Mr JimDawson, Thank You for your reply, Maybe I can think of something else..


----------



## JimDawson (Oct 7, 2014)

Look for a single phase soft starter.  I did a quick web search and found a few for smaller motors, but not a 2HP.


----------



## pdentrem (Oct 7, 2014)

Can always go visit the local motor shop. Likely they have a couple used 3 ph motors for cheap, then your major cost would be the VFD unit. Yes, an inverter rated motor would be better, but for the casual user a standard motor plus a fan can work just fine. Or limit the lowest setting to 30 hz to not over heat the motor.
I purchased a Techtop inverter rated motor for $230 new, just last week. I need a few minutes or hours with interruptions to complete the wiring of the lathe to the VFD.
Pierre


----------



## GasMan (Oct 8, 2014)

Thank You for the suggestions, last night I checked Graingers for soft start controller.  I think a new 3 phase motor and VFD would be very close in cost.  Maybe could use VFD for both my lathe and mill, not looking for speed control, just softer start.  Thanks again...


----------



## JimDawson (Oct 8, 2014)

That sounds like a good plan.  Yes, you could run both the mill and the lathe off of a single VFD.  Size the VFD for the larger of the 2 motors, and have a socket coming off of the VFD that you can plug one or the other into.  Also put a disconnect ahead of the VFD so you can turn it off before swapping the machine plugs.   Don't disconnect the VFD from the motor with it turned on.


----------



## mksj (Oct 9, 2014)

Given that lathes in this size do not come with soft starts and survive for many years without issue, it is probably not a significant issue. Belts also help soften the initial shock. A 2HP soft starter (like the Square D ATS01N112FT) will run about $100-150 and is a quick easy drop in type of replacement. http://www.gordonelectricsupply.com...ocess~search?gclid=CPXGytXjn8ECFQiIaQodH7sAnw . Granger tends to be a very expensive industrial parts warehouse, usually 1.5-2X the price of others. 
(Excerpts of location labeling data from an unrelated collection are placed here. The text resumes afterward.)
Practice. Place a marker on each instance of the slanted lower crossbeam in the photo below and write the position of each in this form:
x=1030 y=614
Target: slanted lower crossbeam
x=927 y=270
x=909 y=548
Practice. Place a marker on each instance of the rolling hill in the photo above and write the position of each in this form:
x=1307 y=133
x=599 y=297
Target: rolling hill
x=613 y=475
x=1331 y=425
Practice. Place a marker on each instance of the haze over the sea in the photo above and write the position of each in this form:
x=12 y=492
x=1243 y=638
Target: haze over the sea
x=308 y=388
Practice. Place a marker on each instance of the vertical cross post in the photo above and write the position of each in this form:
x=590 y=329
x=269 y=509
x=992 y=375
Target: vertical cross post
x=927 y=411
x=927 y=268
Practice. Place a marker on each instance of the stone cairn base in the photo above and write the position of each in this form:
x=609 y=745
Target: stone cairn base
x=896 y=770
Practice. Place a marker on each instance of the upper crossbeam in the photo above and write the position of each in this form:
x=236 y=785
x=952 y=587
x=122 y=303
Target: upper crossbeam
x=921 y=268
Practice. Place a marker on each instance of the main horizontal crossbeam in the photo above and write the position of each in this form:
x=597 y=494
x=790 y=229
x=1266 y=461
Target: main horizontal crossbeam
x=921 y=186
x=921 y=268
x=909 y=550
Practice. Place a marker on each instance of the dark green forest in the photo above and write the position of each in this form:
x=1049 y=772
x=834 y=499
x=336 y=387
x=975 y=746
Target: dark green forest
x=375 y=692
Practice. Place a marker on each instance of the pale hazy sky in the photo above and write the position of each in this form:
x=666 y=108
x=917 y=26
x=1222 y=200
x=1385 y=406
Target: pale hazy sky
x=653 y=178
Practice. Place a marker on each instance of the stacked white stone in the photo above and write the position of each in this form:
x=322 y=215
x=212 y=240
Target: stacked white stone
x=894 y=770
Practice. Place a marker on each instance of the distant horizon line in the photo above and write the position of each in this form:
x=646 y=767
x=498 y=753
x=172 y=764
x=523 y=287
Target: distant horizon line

Three phase motors tend to run much smoother (less cogging), so surface finish on a lathe is usually improved and the soft start/electronic braking is a real plus. A VFD with a new or used inverter motor is an option, this would easily be 2-3x the cost of a soft starter, and would require time/knowledge to install them correctly.  Care most be given to use properly shielded wires for the VFD controls and wiring from the VFD directly to the motor.  Having done this recently on my lathe, getting a replacement 3 phase motor properly sized (space, metric footprint and shaft dimensions) is also a consideration. Marathon Metric series are very reasonably priced inverter rated motors, that often fit Chinese lathes. A decent VFD and inverter rated motor affords you a wider operating speed with constant torque below the motor base frequency and constant horsepower above the motor base frequency. There is a wide range of VFDs and functions, so some care must be given to the application and needs of the project.  Technically you can run the VFD off the lathe apron controls, but direct connection to the VFD may bypass the lathe safety interlocks. It is possible to use the existing motor contacters (or replace them with relays), one would need to disconnect the contacters 230V and could use them to operate the low voltage VFD signals. When using the original contactors, the contacts may need to be cleaned, otherwise the resistance from prior arcing may be too high for the VFD low voltage signals. A good understanding of VFD function and programming is needed to get the most out of the VFD capabilities.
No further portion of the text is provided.